Sole AfD member at free Schindler's List screening laments 'misconceptions' about party
Some 500 cinemas across Germany marked International Holocaust Remembrance Day on Sunday with a screening of the Oscar-winning and critically acclaimed 1993 film Schindler’s List.
But only one of them required police protection: The small cinema in the West German town of Hachenburg, which stirred controversy by offering free admission to members of the far-right party Alternative for Germany (AfD).
The director of Hachenburg’s Cinexx, Karin Leicher, announced in early January its plans to hand out free tickets to moviegoers that would present a party membership card, citing the AfD’s repeated “trivialization of the events of that time.”
The responses to the initiative ranged from praise by left-wing activists and politicians to outrage by the AfD and even threats.
Several security personnel set up a check point at the entrance, in addition to police officers that were present. A police spokesperson noted that several units were on call, even though investigation into the threats yielded no indication of actual danger.
“We were naive,” Leicher told i24NEWS shortly before the screening. “This was a spontaneous idea and we were overwhelmed by the reactions. But we quickly realized just how important is this initiative, in order to show how extensive the atmosphere of fear and threats in Germany has become. With this film, we want to contribute to the fight against it, so maybe someone would reconsider marching in the streets with controversial symbols and spread fear.”
“Films are a window to the world and with films one can achieve a lot, especially with young people,” she added. “It cannot be that in Germany anti-Semitism and xenophobia take root and there are people that deny it and respond with aggression and threats.”
But days before the screening, Leicher decided not to single out the AfD. All were invited to view the film for free, or pay the seven euro fee as a donation.
It was also announced that the debate planned for after the screening will include Vice Chair of AfD faction in State Parliament of Rhineland-Palatinate, Joachim Paul.
“Our initial reaction was harsh because we saw this as a cheap provocation,” Paul told i24NEWS.

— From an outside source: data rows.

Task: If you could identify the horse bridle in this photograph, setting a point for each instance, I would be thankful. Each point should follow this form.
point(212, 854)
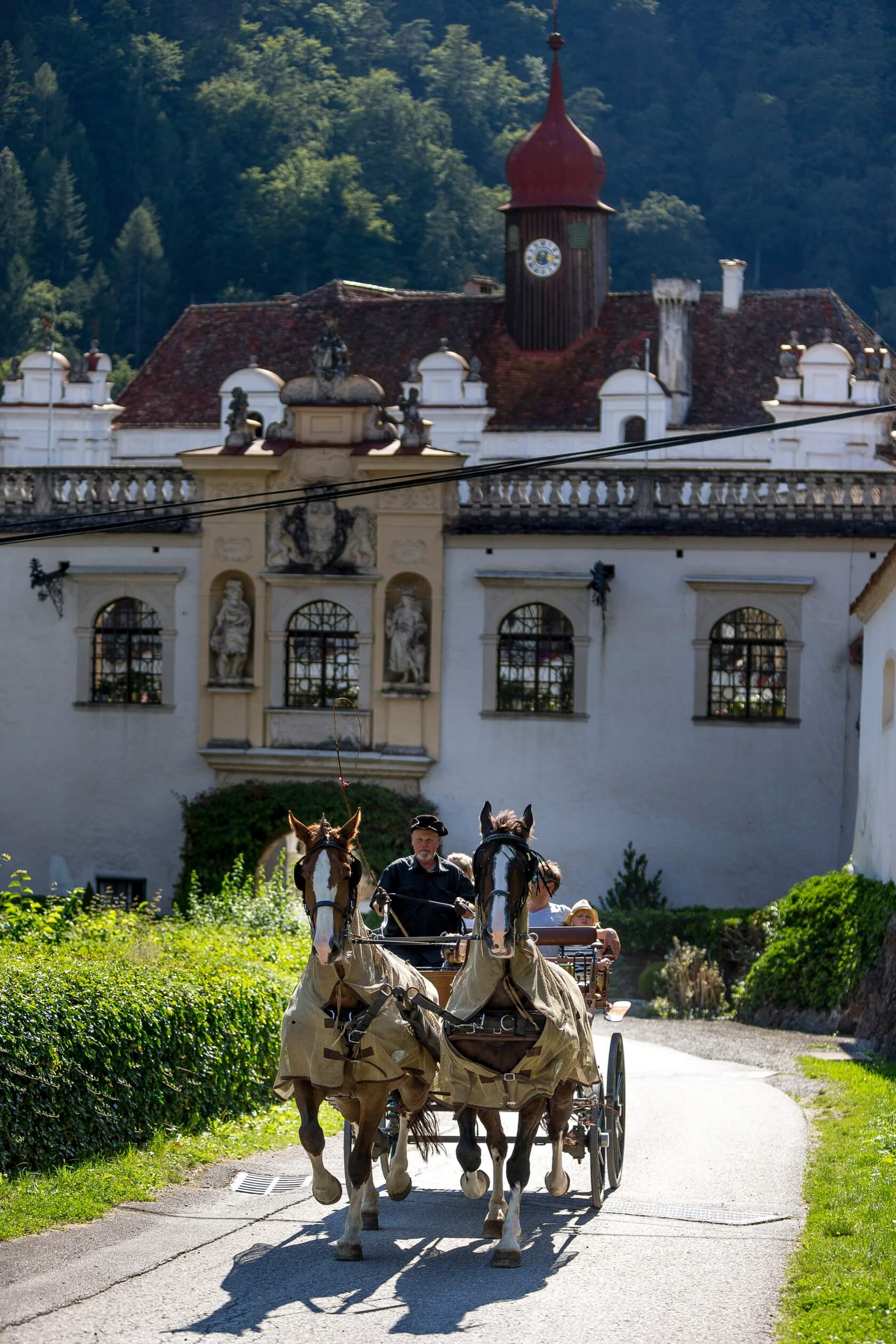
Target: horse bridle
point(355, 877)
point(521, 850)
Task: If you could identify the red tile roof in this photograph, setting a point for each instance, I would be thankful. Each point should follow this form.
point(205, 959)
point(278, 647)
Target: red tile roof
point(734, 355)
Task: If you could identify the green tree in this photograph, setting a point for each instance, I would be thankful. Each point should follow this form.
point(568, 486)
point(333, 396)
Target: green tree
point(66, 246)
point(664, 236)
point(141, 277)
point(18, 214)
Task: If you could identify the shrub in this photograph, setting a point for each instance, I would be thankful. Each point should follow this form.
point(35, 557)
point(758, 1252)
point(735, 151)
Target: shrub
point(159, 1023)
point(632, 889)
point(244, 819)
point(690, 984)
point(825, 934)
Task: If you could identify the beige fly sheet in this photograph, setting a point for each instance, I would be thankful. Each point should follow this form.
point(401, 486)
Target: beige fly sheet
point(314, 1045)
point(563, 1049)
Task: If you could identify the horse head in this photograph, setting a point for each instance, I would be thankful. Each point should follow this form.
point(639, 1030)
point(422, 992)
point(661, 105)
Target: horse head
point(503, 871)
point(327, 878)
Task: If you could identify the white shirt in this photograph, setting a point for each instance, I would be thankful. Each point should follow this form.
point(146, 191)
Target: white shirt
point(551, 917)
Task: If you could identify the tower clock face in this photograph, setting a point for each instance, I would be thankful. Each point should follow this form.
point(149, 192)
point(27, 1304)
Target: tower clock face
point(543, 257)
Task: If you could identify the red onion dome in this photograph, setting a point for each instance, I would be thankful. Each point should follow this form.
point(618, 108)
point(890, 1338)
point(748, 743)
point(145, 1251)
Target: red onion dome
point(555, 164)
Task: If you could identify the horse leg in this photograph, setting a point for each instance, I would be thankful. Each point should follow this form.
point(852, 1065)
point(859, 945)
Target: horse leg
point(325, 1187)
point(559, 1112)
point(372, 1102)
point(473, 1182)
point(498, 1143)
point(507, 1253)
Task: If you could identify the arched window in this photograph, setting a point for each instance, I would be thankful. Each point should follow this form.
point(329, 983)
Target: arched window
point(890, 691)
point(322, 657)
point(537, 660)
point(127, 653)
point(747, 667)
point(635, 430)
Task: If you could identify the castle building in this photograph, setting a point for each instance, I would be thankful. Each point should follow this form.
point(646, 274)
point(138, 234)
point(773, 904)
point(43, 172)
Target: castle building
point(651, 648)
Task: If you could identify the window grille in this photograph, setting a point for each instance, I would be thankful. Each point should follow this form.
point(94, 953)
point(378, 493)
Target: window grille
point(322, 657)
point(537, 662)
point(747, 667)
point(127, 653)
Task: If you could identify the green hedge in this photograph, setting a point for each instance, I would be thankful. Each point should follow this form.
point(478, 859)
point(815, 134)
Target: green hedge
point(825, 934)
point(246, 818)
point(721, 932)
point(101, 1046)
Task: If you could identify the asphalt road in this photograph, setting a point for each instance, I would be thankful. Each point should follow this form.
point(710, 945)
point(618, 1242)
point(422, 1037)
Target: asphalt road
point(672, 1257)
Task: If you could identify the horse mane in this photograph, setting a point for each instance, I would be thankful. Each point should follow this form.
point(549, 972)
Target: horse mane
point(508, 820)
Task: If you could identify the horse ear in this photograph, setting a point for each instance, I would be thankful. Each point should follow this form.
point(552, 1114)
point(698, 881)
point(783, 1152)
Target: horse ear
point(300, 831)
point(350, 830)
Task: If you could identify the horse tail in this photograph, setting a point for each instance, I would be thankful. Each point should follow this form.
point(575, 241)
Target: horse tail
point(425, 1131)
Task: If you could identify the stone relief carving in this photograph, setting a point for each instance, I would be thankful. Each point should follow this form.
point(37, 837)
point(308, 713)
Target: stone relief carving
point(231, 635)
point(407, 631)
point(319, 535)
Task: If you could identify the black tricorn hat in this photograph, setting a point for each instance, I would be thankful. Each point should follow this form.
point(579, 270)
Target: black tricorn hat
point(426, 821)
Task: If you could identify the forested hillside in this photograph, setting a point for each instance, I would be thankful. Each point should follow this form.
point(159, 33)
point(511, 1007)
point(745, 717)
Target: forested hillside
point(157, 154)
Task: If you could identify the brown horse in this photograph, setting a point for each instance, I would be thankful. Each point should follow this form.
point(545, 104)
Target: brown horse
point(331, 1046)
point(507, 979)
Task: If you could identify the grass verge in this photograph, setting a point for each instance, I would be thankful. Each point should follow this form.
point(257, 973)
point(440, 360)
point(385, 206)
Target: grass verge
point(841, 1281)
point(37, 1201)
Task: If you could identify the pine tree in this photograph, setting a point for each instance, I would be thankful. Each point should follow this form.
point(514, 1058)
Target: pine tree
point(66, 246)
point(18, 214)
point(141, 275)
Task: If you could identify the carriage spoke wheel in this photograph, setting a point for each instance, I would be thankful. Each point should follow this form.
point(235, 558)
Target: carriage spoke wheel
point(615, 1116)
point(597, 1151)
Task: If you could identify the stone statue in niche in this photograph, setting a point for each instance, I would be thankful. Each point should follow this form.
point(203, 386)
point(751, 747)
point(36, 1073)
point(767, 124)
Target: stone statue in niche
point(406, 629)
point(231, 635)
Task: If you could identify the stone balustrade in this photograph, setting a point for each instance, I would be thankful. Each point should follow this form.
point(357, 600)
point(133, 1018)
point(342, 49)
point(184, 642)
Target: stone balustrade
point(31, 497)
point(675, 500)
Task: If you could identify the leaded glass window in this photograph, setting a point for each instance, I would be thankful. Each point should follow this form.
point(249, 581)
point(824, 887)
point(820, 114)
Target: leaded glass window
point(537, 660)
point(747, 667)
point(127, 653)
point(322, 657)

“People always place us next to the Nazis, which I find to be prejudicial and inappropriate. But the cinema yielded and agreed to have a discussion after the film, also for people that want to learn about the AfD – so I came," he said.

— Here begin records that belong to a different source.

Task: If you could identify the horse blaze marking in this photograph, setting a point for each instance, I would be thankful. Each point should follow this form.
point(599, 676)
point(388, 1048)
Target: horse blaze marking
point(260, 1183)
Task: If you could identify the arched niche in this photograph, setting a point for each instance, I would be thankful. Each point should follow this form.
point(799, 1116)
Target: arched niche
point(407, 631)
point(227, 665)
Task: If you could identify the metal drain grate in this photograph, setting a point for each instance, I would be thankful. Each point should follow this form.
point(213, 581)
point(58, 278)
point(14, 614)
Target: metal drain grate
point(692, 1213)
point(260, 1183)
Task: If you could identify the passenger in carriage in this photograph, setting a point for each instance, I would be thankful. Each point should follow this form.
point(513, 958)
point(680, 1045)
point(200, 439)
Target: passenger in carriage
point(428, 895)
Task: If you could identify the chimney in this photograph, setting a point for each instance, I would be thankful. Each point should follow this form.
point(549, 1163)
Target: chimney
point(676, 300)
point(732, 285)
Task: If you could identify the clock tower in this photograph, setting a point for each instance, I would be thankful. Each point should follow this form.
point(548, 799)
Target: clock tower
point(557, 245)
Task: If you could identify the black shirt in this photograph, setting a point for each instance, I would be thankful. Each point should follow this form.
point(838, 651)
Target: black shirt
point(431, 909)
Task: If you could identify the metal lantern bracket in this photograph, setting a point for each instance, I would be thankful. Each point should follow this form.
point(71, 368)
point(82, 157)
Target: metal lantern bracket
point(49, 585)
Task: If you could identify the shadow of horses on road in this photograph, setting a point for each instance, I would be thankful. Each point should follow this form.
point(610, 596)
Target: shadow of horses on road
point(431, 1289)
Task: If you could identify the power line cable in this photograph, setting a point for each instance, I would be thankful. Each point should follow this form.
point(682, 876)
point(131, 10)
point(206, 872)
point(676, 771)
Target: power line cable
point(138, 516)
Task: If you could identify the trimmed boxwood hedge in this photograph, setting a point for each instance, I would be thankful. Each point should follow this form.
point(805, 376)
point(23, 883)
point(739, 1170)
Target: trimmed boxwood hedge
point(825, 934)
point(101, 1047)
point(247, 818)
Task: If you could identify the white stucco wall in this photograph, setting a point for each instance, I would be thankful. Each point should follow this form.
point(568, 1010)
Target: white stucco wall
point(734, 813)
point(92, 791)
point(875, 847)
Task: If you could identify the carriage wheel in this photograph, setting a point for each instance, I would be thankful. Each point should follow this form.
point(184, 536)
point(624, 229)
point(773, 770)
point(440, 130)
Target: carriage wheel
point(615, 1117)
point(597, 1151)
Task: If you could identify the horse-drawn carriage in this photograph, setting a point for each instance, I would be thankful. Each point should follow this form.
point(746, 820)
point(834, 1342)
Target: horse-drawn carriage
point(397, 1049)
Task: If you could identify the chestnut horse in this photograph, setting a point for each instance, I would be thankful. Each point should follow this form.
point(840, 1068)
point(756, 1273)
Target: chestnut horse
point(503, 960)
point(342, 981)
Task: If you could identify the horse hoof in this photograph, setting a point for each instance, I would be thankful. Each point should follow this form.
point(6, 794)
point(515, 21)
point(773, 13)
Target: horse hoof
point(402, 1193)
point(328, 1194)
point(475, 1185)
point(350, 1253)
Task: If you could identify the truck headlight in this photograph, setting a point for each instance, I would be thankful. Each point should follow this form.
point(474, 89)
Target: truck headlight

“I want to make clear: We are not a party that has problems with the film Schindler’s List, he added. “We even have Jewish members. But there are a lot misconceptions about the AfD that aren’t true.”
The claim that the party seeks to undermine remembrance culture in Germany is one such misconception, he says.

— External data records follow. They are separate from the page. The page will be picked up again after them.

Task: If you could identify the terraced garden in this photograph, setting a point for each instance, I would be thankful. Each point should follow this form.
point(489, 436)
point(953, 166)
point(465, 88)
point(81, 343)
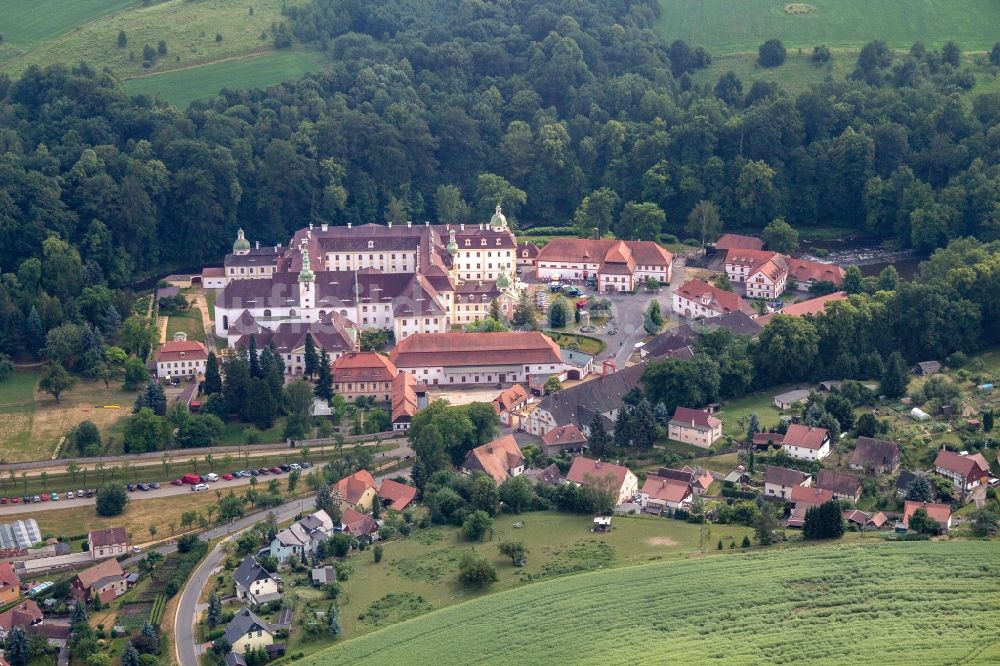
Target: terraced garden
point(905, 603)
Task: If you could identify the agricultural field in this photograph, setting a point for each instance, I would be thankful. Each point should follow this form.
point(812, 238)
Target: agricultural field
point(910, 602)
point(32, 423)
point(180, 87)
point(723, 26)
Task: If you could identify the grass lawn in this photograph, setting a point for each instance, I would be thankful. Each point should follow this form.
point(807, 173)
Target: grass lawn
point(91, 33)
point(723, 26)
point(913, 602)
point(181, 87)
point(32, 423)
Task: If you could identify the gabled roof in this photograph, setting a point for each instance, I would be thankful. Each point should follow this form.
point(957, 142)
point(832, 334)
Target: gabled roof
point(106, 569)
point(810, 496)
point(568, 435)
point(845, 485)
point(111, 536)
point(806, 437)
point(968, 467)
point(782, 476)
point(363, 367)
point(352, 488)
point(719, 300)
point(496, 458)
point(399, 495)
point(694, 418)
point(939, 512)
point(875, 452)
point(244, 621)
point(583, 469)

“Obviously we need to think about the Nazi period and the victims, and that needs to be part of our remembrance culture – but it is one part and not the only part. This is what we emphasize.”
Paul was the only outspoken AfD member or supporter to attend the screening. Most of the 360 audience members even chose to pay for their tickets, as a show of support for the cinema’s initiative.
“I've already seen the film twice, I’m here out of solidarity because of the attacks from the right,” Jörg, a local attendee told i24NEWS. “It is important that also the generation after us will learn from the past, so that such mistakes will not be repeated.”
“All Germans need the reminder not to move backwards but forwards. But whether the AfD understands this, it’s another question. I think it doesn’t,” noted another moviegoer, Michael, who lives in a nearby village.
President of Rhineland-Palatinate State Parliament, Hendrik Hering, agrees. “It is our duty to make sure to highlight what happened, how it happened and to employ all means possible, so that it can never happen again," he said.
“We cannot accept that the remembrance culture is eroded and Nazi crimes are relativized. This is our duty, no matter in what year we were born, but maybe some in the AfD need to be reminded of that,” the Hachenburg native said at the screening.
Most of the viewers at the screening thought the same. After credits rolled on the 195-minutes-long film, the promised debate quickly became a public confrontation between Paul and local left-wing activists.
The activists confronted him over his fellow party members walking out during a speech by a holocaust survivor in Bavaria and lamented a comment by AfD leader Alexander Gauland, who referred to the Nazi period as “bird shit” in an otherwise glorious German history.
As the argument continued a good hour after the end of the screening, one thing was made clear by the protesters: The fact that one member came to see a movie is not enough to appease AfD’s critics or to erase concerns over repeated belittling of the Holocaust.
Polina Garaev is i24NEWS's correspondent in Germany.